Use TSS(transcript start site) provide by gencode v12 as center of input sequence, and pass it to Enformer, use reference to compute output_ref and then change the SNP assigned to get output_alt, and compute output_diff = output_alt - output_ref, then sum each track of 896 bins to get summary value for each track, 5313 track in total.

Huang NG23 and Gauvadis both use gencode v12, and huang NG use hg19 as reference seq. (but original Enformer training use gene code v32) onek1k dataset on cluster is based on hg19 as well, like those vcf and bed/bam/fam SNP files.

input seq length is 196608 bp, output is 114688 bp. so for all 8 SNP-gene provide, only 4 of SNP are within input region of Enformer, and are computed. and for some gene, output region of enformer may only cover part of gene region like 70%.

description for all files under folder:

  1. SLDP.py: main script used to compute difference matrix between ref and alt sequence, results saved in h5 file.
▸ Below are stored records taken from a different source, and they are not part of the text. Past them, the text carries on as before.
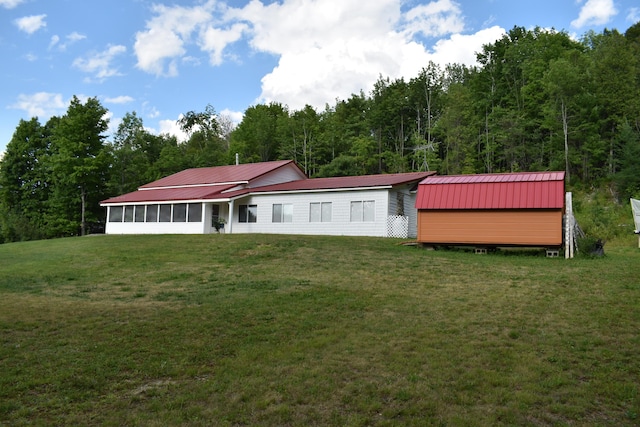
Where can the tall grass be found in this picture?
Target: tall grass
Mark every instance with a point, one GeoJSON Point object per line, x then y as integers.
{"type": "Point", "coordinates": [290, 330]}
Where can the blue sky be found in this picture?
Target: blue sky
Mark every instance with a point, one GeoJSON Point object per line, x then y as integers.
{"type": "Point", "coordinates": [161, 59]}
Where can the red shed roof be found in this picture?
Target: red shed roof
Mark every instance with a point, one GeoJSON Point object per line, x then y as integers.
{"type": "Point", "coordinates": [530, 190]}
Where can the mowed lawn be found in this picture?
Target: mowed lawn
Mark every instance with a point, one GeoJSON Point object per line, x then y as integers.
{"type": "Point", "coordinates": [236, 330]}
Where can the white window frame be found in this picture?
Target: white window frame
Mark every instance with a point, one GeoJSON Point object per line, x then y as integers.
{"type": "Point", "coordinates": [362, 211]}
{"type": "Point", "coordinates": [320, 211]}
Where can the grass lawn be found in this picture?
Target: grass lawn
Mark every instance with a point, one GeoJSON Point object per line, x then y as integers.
{"type": "Point", "coordinates": [301, 331]}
  2. format of results: each h5 file is named as gene_name_SNP_name.h5, and contain reference sequence result output_ref, alt sequence output_alt, difference sequence output_diff which is output_alt-output_ref, all of those three are (1,896,5313) matrix. sum896_diff, sum of all 896 bins, shape is (1, 5313) correspond to 5313 tracks. sum_gene_diff only sum bins correspond to gene region, shape is (1, 5313).

  3. check_result.py: input gene name, SNP name, and index of track of 5313 tracks want to check, it will print correspond track info and computed value by enformer.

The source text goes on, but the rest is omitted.